Центральный пульт мигал тревожными огнями, его поверхность покрывали мелкие трещины, а оборванные кабели шипели, выпуская дымные нити. Учёные вокруг него не замечали Артаду – их голоса перерастали в крик, руки размахивали в воздухе, а лица, покрытые испариной, пылали раздражением. Один из инженеров, чьи ладони покрывали свежие ожоги, стукнул по столу, голос его сорвался:

– Если бы астрономы поделились замерами, мы бы укрепили линии!

Астроном с седыми прядями шагнул вперёд, глаза его горели гневом:

– А ваши линии? Они трещат от малейшего скачка! Это ваша вина!

Лира оттащила Артаду в сторону, её пальцы сжали плечо дочери, и она пробормотала, голос её дрожал от напряжения:

– Не лезь туда, они сейчас перегрызутся.

Но Артада не могла оторваться от окна, где тёмный силуэт в космосе пульсировал, его контуры то исчезали в черноте, то проступали вновь, оживая в мраке. Кристалл в её ладони нагревался, его тепло проникало в пальцы, и она ощутила, как её сердце забилось в такт этому движению. Торин, склонившийся над пультом, поднял голову, пот стекал по его лбу, и голос его, хриплый, но мягкий, вырвался из груди:

– Генераторы едва держатся. Если рванёт ещё раз, мы не справимся.

Артада по смотрела на родителей, их лица, отмеченные тревогой, выдавали уязвимость, ранее скрытую за их силой. Торин, чьи пальцы дрожали над пультом, и Лира, чьи глаза блестели от слёз, стояли перед ней, открытые в своём смятении, и впервые станция, её дом, показалась ей тонкой оболочкой, готовой расколоться под давлением пустоты. Но вместо ужаса она ощутила, как тревога в её груди переросла в упрямство, ясное и острое. Кристалл в её ладони пульсировал, его тепло шептало о скрытой силе, и она выдохнула, голос её дрогнул, но остался уверенным:

– А если мы попробуем её изучить? Вдруг это поможет?

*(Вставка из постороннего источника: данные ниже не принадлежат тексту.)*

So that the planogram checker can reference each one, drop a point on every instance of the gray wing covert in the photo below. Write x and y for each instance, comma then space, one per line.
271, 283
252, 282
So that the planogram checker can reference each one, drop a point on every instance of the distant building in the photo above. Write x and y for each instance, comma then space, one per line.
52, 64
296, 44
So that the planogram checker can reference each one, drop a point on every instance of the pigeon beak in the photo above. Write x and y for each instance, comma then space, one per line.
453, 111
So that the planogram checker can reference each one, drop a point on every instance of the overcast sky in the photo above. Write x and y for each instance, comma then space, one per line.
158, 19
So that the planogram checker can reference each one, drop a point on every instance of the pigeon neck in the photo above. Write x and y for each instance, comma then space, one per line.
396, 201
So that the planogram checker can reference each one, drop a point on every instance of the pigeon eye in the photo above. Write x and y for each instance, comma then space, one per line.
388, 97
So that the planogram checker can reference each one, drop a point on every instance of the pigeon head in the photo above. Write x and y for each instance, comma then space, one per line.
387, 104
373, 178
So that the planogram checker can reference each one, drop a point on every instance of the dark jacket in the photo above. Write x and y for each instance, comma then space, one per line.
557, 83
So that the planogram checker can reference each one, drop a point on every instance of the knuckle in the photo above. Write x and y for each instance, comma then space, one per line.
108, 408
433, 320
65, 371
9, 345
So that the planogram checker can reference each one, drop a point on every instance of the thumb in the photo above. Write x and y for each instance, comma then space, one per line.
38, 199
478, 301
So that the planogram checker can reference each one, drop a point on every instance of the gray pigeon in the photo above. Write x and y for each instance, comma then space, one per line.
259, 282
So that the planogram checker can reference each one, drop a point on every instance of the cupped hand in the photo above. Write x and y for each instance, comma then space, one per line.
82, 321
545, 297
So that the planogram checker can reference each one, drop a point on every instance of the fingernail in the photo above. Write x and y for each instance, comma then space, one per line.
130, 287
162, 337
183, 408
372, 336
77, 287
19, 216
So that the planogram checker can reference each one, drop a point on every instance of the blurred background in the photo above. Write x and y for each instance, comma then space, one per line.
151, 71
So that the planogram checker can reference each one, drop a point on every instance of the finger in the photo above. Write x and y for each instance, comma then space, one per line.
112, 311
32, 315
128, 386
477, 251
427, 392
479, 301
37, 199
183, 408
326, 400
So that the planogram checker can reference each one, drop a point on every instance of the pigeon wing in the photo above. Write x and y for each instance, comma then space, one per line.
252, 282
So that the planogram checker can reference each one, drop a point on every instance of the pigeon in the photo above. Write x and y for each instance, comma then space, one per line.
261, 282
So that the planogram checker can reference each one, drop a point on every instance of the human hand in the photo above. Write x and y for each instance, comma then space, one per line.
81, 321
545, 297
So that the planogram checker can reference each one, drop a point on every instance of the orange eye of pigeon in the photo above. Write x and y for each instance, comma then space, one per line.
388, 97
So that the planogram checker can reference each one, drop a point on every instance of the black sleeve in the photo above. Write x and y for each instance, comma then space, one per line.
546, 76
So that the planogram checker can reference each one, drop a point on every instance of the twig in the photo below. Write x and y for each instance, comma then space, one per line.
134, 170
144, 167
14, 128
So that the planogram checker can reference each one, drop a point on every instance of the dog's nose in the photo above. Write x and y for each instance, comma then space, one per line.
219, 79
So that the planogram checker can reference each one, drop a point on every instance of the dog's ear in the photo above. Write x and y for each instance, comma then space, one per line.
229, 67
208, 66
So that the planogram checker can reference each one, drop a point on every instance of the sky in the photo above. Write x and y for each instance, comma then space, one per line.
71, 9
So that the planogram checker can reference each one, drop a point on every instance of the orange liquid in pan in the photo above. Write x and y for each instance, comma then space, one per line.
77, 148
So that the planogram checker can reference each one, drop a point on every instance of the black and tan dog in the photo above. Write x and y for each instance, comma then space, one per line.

Торин опустил взгляд, его пальцы замерли над экраном, и голос его, хриплый, но мягкий, ответил:

– Мы бы хотели, малыш. Но сейчас у нас ничего нет – ни инструментов, ни записей. Мы в тупике.

Лира коснулась её щеки, её пальцы дрогнули, и голос её, тёплый, но усталый, добавил:

– Ты всегда была любопытной, Артада. Но это… это слишком опасно.

Слова родителей легли на её плечи тяжёлым грузом, но не погасили искры в её груди, и она посмотрела за окно, где Эридан-7 пылала ярче, её свет пульсировал, заливая отсек багровыми тенями. Ощущение, холодное и острое, пронзило её мысли. «Келеста» балансировала на краю, её энергосети трещали под напором всплесков, а обитатели, разобщённые страхом и гневом, теряли надежду на звёзды, некогда вдохновлявшие их. Но для Артады это утро стало не концом, а началом.

Отсек дрожал, стены гудели от толчков, а растения вдоль стен ломались под напором воздуха, вырывающегося из треснувших труб. Учёные продолжали спорить, их голоса сливались в гул отчаяния, а Торин вернулся к пульту, его пальцы заметались по экрану, высекая искры из разбитых сенсоров. Лира осталась рядом с дочерью, её рука дрожала на плече Артады, и взгляд её, устремлённый к окну, блестел от слёз, но в нём мелькнула слабая надежда. Артада подняла кристалл к глазам, его поверхность пылала в её ладонях, отражая багровый свет Эридана-7, и она шепнула, голос её растворился в гуле:

– Я всё равно попробую.

Слова её, тихие, но упрямые, унеслись в пустоту за стеклом, и кристалл в её ладони вспыхнул ярче, словно поддерживая её решимость. Станция вокруг неё трещала, её стены дрожали от напора всплесков, а обитатели, разобщённые страхом, теряли контроль над миром, который создали. Но для Артады это утро стало поворотом – моментом, когда она впервые увидела смятение родителей и силу своих вопросов, ведущих её к тьме, дышащей в космосе, к её тайнам, скрытым за багровым светом умирающей звезды.